Regarding the “reasons for judgment” issued by Justice
Butler in the recent hearings for the application by WFP for a “stay”
of the LBH
order.
In this document the Judge makes some important points that I feel
Need to be emphasized, namely that the judge
recognizes the importance of the appeal process Province wide.
I quote from the Judge’s written reasons (Item #20) that WFP states
that the LBH order is in conflict with the Forestry Act. The Judge
states that the 1st order of business is to determine if there is an
operational conflict. In this case there is a strong disagreement about
this. WFP argues that the order restricts their ability to log and the
Complainants argue that the order permits logging. The Judge goes on to
state “This raises a serious question with regard to an apparent
conflict with rulings or orders of the two regulatory regimes. (MOF vs.

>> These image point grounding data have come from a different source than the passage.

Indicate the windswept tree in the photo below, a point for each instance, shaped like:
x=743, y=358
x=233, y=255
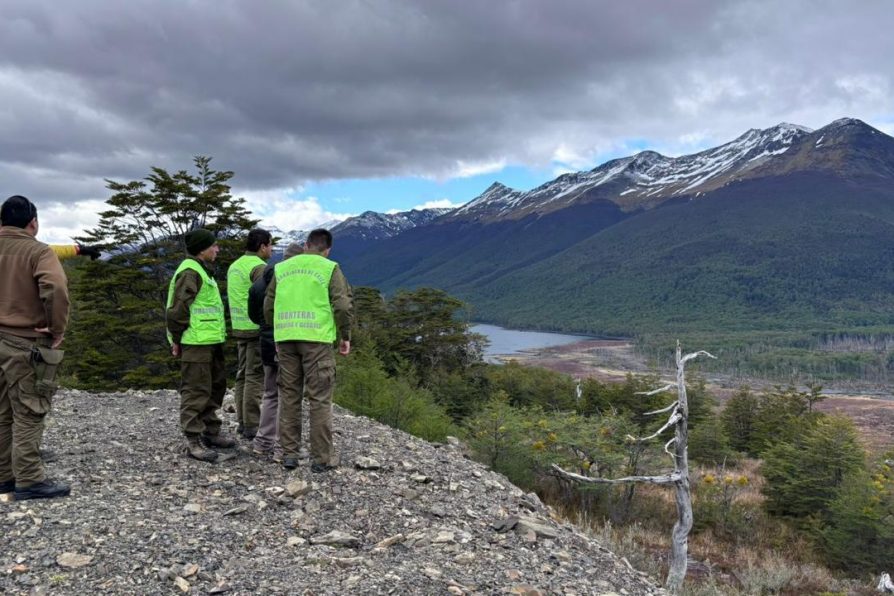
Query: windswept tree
x=678, y=420
x=118, y=327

LBH). The Judge then states, “It is a question that may arise in other
watersheds in British Columbia”
The Judge also finds other points of law that in terms of the
“irreparable harm” question and the “balance of convenience” question,
neither WFP nor the Complainants have a strong argument over each
other. In fact it is somewhat equal and the status quo should be
preserved, however the tests to be applied are less for the public
interest vs. the corporate interest, so in an appeal process, the
public interest requires less proof than the proof required for the
corporate interest.
Because of an “error” in crafting the order, the LBH provided an escape
hatch thru which WFP could climb, because by declaring no health hazard
existed on the gentle slopes, the LBH could not under the Health Act
make orders to restrict forest activity where no health hazard existed.
But if the LBH had worded the order along the lines that any small
stream needed protection because these small streams fed into slightly
larger water courses, which eventually fed the larger streams flowing
down the steep slopes where the LBH did find credible evidence of a
health hazard, then the LBH would have made the “link” necessary to
relate the eventual health hazard on the steep slopes, to the
watercourses on the more gentle slopes, linking the two together into
the same health hazard.
If the order had been crafted in this fashion, my feeling from reading
the reasons for judgment, the outcome would have been vastly different
in favor of the LBH.
Read the document and see what conclusions you come up with, given the
Judge’s perception of the issues and note that the Judge states that he
was not going to be involved with the “merits of the appeal” but did
offer his opinion on
three items.
One of the items that the Judge comments on is the Triton report which
we now know was not prepared by an Hydrologist, but a Biologist, and
the Chief Medical Officer for the Province (Dr Perry Kendall)based his
opinion/decision on this report and stated publicly that there was no
health hazard to drinking water. Founded completely on a report that
was prepared by Triton and which contains serious contradictions
between successive reports produced by Triton.